A: If I could speculate as to a reason, it would be that if there is a default on the loan, you will be hard to sue as an out of state resident with no real estate in PA that could be used as collateral. I would try another lender. Locally, try First Commonwealth Bank, or, more on the nationwide level, all the usual suspects as there are hundreds of them.

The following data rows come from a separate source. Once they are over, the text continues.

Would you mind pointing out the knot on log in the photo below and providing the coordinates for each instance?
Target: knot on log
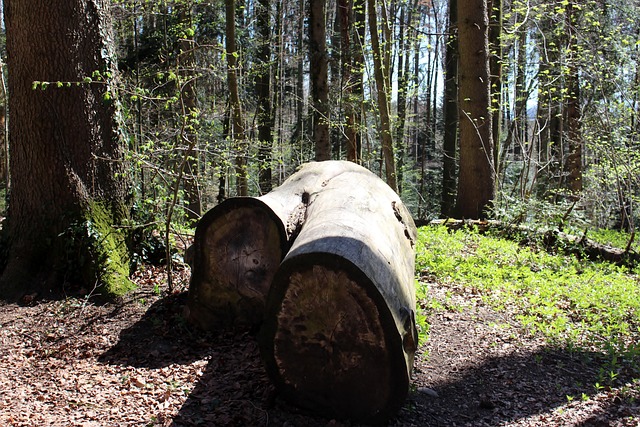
(325, 263)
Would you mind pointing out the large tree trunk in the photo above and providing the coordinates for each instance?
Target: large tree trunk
(67, 176)
(450, 115)
(573, 166)
(263, 91)
(339, 333)
(477, 175)
(238, 247)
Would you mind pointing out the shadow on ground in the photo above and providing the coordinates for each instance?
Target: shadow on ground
(235, 391)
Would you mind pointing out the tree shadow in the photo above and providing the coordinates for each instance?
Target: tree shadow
(234, 389)
(160, 338)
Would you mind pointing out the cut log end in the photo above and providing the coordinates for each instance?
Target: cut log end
(333, 347)
(239, 250)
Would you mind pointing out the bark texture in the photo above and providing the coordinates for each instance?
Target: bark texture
(319, 74)
(67, 180)
(339, 335)
(338, 325)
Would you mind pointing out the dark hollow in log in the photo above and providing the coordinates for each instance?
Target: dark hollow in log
(238, 247)
(240, 243)
(339, 331)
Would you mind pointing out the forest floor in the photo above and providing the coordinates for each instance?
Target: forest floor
(137, 363)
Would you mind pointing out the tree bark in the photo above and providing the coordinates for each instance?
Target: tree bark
(573, 165)
(69, 186)
(189, 99)
(237, 127)
(238, 247)
(339, 333)
(381, 78)
(319, 69)
(476, 181)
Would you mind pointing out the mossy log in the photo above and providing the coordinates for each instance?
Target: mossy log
(339, 331)
(239, 245)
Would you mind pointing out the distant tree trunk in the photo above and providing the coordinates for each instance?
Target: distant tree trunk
(381, 78)
(404, 47)
(345, 13)
(263, 89)
(495, 70)
(238, 131)
(69, 182)
(573, 166)
(300, 130)
(477, 176)
(450, 113)
(358, 29)
(319, 70)
(190, 107)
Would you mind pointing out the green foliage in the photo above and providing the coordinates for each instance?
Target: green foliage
(575, 303)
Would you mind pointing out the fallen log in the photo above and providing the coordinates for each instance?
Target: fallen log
(339, 330)
(239, 245)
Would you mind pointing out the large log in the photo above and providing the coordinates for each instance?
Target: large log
(239, 245)
(339, 331)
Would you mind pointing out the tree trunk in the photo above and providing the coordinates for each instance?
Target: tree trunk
(380, 74)
(263, 89)
(495, 71)
(189, 135)
(450, 106)
(339, 333)
(573, 165)
(345, 13)
(477, 175)
(319, 69)
(237, 127)
(69, 186)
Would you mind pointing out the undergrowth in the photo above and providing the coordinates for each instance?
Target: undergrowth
(576, 304)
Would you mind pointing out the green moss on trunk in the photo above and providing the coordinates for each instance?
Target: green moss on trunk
(108, 262)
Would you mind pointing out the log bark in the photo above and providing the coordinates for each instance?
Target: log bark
(339, 332)
(239, 245)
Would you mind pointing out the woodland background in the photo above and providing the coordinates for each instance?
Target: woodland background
(525, 111)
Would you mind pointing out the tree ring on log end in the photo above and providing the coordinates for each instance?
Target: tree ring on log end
(238, 248)
(329, 341)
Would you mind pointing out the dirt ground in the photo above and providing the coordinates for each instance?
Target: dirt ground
(137, 363)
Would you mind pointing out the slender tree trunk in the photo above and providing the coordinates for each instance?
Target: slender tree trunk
(573, 165)
(450, 113)
(189, 109)
(68, 181)
(263, 89)
(477, 175)
(234, 100)
(381, 78)
(319, 64)
(345, 13)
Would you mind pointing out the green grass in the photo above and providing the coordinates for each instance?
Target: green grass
(572, 302)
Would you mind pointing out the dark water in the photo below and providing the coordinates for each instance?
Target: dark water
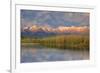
(41, 54)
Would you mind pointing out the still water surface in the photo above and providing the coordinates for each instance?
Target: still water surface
(43, 54)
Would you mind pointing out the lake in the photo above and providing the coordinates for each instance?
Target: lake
(39, 53)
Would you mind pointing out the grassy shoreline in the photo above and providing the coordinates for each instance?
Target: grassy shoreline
(75, 42)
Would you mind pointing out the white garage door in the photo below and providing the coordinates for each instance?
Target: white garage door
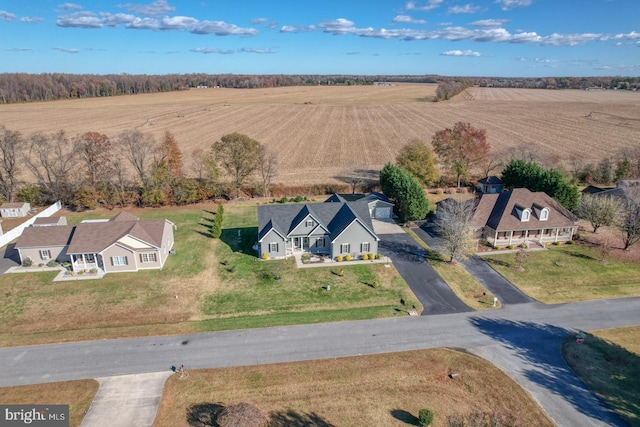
(383, 212)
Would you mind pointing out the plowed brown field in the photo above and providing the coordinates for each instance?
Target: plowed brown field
(321, 132)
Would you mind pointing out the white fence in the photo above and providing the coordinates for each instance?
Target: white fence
(17, 232)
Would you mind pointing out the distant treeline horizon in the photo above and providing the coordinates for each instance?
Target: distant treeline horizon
(24, 87)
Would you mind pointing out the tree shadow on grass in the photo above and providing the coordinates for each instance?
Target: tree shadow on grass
(405, 417)
(538, 345)
(291, 418)
(204, 414)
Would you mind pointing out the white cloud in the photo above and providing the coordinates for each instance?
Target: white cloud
(31, 20)
(69, 6)
(207, 50)
(510, 4)
(221, 28)
(297, 28)
(6, 16)
(461, 53)
(431, 4)
(467, 8)
(405, 19)
(158, 8)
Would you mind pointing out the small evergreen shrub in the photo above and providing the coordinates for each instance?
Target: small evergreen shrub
(425, 416)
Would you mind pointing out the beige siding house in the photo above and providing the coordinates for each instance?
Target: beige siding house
(122, 243)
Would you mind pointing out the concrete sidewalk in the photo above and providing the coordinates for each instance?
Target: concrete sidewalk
(126, 400)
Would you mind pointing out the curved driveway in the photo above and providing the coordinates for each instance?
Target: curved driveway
(521, 340)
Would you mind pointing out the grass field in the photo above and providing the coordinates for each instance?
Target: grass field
(569, 273)
(319, 133)
(608, 362)
(207, 285)
(380, 390)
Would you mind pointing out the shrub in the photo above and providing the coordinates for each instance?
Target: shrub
(426, 417)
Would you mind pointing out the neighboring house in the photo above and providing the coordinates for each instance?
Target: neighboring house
(122, 243)
(521, 216)
(14, 210)
(335, 227)
(626, 189)
(50, 221)
(490, 184)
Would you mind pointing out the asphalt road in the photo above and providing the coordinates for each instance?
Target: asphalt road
(409, 258)
(523, 340)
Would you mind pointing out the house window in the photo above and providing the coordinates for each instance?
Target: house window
(544, 214)
(119, 260)
(148, 257)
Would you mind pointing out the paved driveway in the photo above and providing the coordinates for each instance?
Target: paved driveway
(409, 258)
(494, 282)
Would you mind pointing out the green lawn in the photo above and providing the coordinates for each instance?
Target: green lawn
(569, 273)
(250, 286)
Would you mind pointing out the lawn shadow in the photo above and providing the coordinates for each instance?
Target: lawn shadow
(240, 239)
(405, 417)
(204, 414)
(538, 345)
(291, 418)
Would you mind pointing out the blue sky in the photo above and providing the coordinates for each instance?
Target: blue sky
(509, 38)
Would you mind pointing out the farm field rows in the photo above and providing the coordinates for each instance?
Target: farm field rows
(319, 133)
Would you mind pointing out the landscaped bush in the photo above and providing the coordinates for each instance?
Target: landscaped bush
(426, 417)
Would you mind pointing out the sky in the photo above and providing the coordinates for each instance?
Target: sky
(496, 38)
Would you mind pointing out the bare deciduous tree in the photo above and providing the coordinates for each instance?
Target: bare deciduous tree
(11, 147)
(53, 159)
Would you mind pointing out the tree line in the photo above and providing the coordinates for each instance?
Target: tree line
(133, 168)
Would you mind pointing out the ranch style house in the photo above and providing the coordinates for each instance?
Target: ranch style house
(123, 243)
(520, 216)
(335, 227)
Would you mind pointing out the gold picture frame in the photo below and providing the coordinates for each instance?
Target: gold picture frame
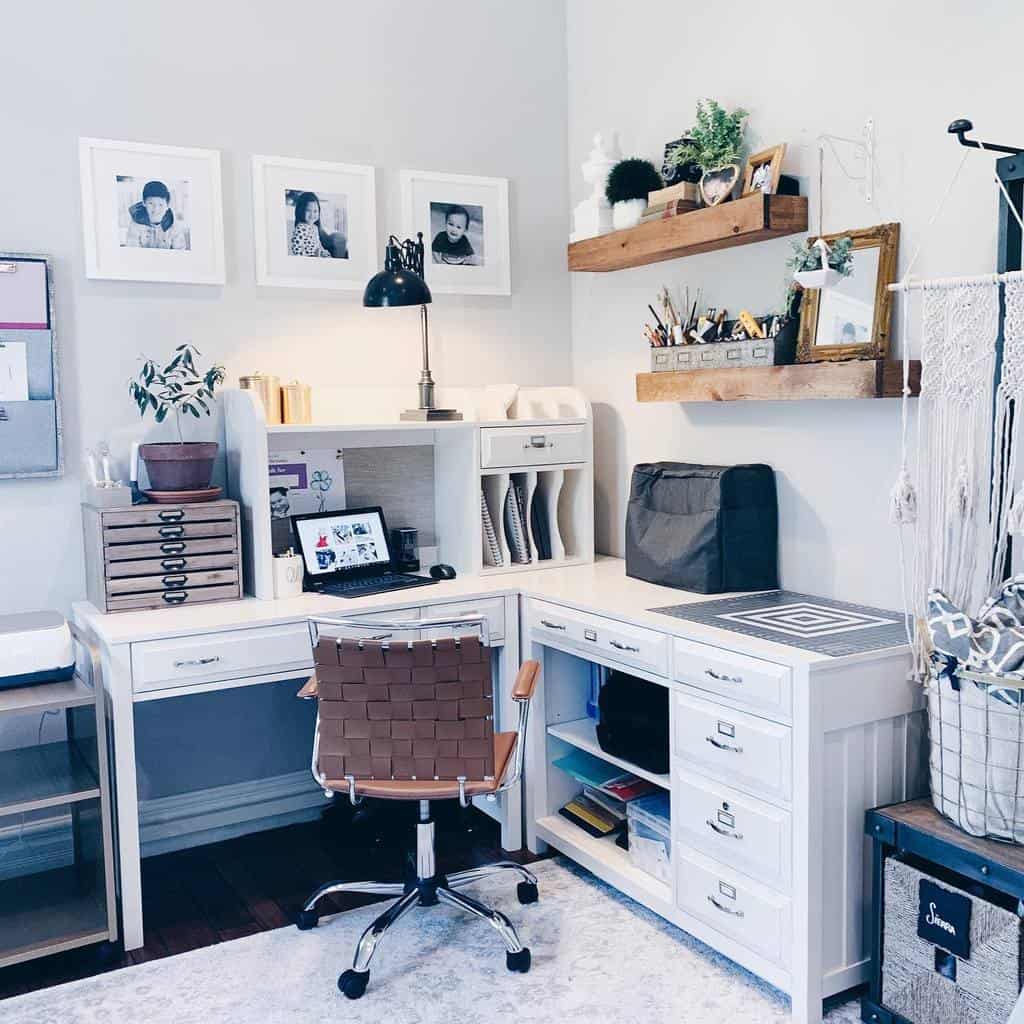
(772, 158)
(884, 238)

Q: I bought this 2015 Chevy Cruz and 5 days later came into financial trouble that I didn’t foresee happening. I called the dealership and they told me they had called the bank to unwind the loan for me. I called the bank to find out they never called them. The man at the dealership lied to me. Since this my blood pressure has gone so high I lost partial hearing in my right ear. Is there anything I can do. I have called the dealership 3 times and they won’t even speak to me. Is there anything I can do? I am in dire financial trouble with this car. All I wanted was the loan unwound. When I talked to the bank to see if the dealership called them they said they never got a call from them as they the bank would have rather undo the loan than repossess
A: Forget the car dealer. They could care less about anything once you are out the door. My suggestion is that you enter a voluntary repossession of the vehicle with the bank. From now on keep a record of your calls, conversations and contacts. Send the bank a certified, return receipt letter requesting the voluntary relinquishment of the car. Let the car sit, lock it up and keep it safe from damage. If that doesn’t work, just don’t make the loan payments, they will contact you and repossess. This is not something you go to jail for. It will hurt your credit a bit, but you can recover and somebody will loan you money again, believe me.